Mark Seligman, Jan Alexandersson and Kristiina Jokinen

Tracking Morphological and Semantic Co-occurrences in Spontaneous Dialogues

[Full Text]
[send contribution]
[debate procedure]
[copyright]


Overview of interactions

No Comment(s) Answer(s) Continued discussion
1 3.4.2000 Lars Ahrenberg
14.4.2000 Mark Seligman et al

C1. Lars Ahrenberg (3.4.2000)

This paper is a short one with only tentative results. The value of the approach remains to be proved (as the authors admit), but given this I still think there could be more to say about the approach and the use the authors want to make of it.

The paper describes a new set of facilities for tracking lexical co-occurrences. The underlying motivation is that such tracking could enable more accurate speech recognition and lexical disambiguation. Several functions are provided that given a morph in a discourse segment, a window consisting of that segment and a number of segments to the right, can predict a set of morphs that are likely to occur within that window.

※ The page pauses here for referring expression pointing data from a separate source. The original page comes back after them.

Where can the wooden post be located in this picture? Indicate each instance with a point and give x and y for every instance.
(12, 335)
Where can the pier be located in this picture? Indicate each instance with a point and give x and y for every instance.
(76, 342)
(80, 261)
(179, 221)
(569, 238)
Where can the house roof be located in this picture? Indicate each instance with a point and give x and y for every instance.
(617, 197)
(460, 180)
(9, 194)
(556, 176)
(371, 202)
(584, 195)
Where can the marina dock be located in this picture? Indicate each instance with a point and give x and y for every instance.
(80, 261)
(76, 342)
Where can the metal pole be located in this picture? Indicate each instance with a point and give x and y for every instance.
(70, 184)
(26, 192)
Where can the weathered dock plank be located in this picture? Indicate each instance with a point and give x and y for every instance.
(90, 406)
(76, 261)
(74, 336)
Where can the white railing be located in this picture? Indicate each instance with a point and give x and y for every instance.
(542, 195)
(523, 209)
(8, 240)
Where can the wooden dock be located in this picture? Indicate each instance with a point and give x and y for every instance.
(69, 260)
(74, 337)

As the most innovative part of the paper is this idea of semantic smoothing it is unfortunate that it is not explained in more detail, nor is it tested in the proof-of-concept evaluation. In fact, it is not clear to the reader whether what is done is smoothing or something else such as inheritance or generalization. As an example, let Q(M1,M21) be 0.2 for two morphs M1 and M2, Q(cat(M1),cat(M2)) be 0.2 and let M2 have 8 category mates, M22-M29. What should be the value of Q(M1,M22) given that M22 does not occur in the corpus? Is anything taken away from Q(M1,M2) in order to take care of the mates, or are they simply assigned the same conditional probability as Q(M1,M21)? If the latter is the case it seems misleading to talk about smoothing.

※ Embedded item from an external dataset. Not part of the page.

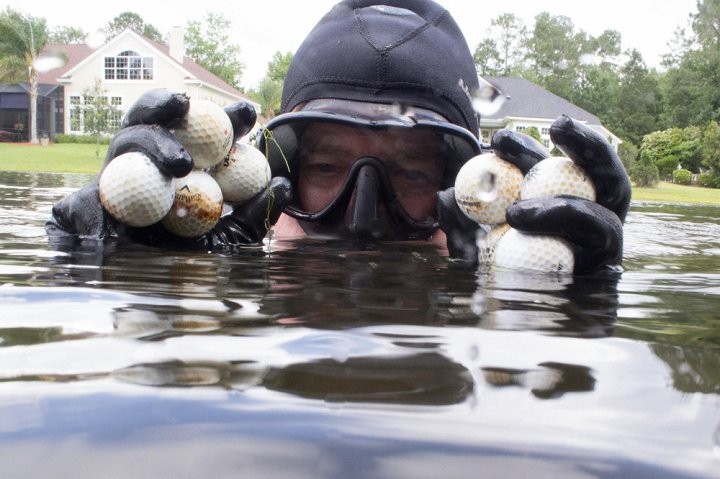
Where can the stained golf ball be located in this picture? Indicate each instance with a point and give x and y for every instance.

An objection one might have to the procedure is that there may exist dependencies between morphs of categories with co-occurrence associations. The pairs bus/street and car/street seem straightforward, but what about pairs such as pilot/airplane, driver/airplane, butcher/airplane (assuming pilot, driver and butcher to be in the same semantic category)? But I believe many examples of this kind can be found.

A matter not discussed in the paper is the relation between this approach and semantic priming implementable e.g. via marker passing. I think a comment on this relation would be appropriate, especially as one of the problems the authors will apply the method to is lexical disambiguation. I would also like to encourage you to find a better example than the notorious 'bank'-ambiguity. For one thing, it is not an ambiguity that is likely to occur in the practical dialogue systems we know today.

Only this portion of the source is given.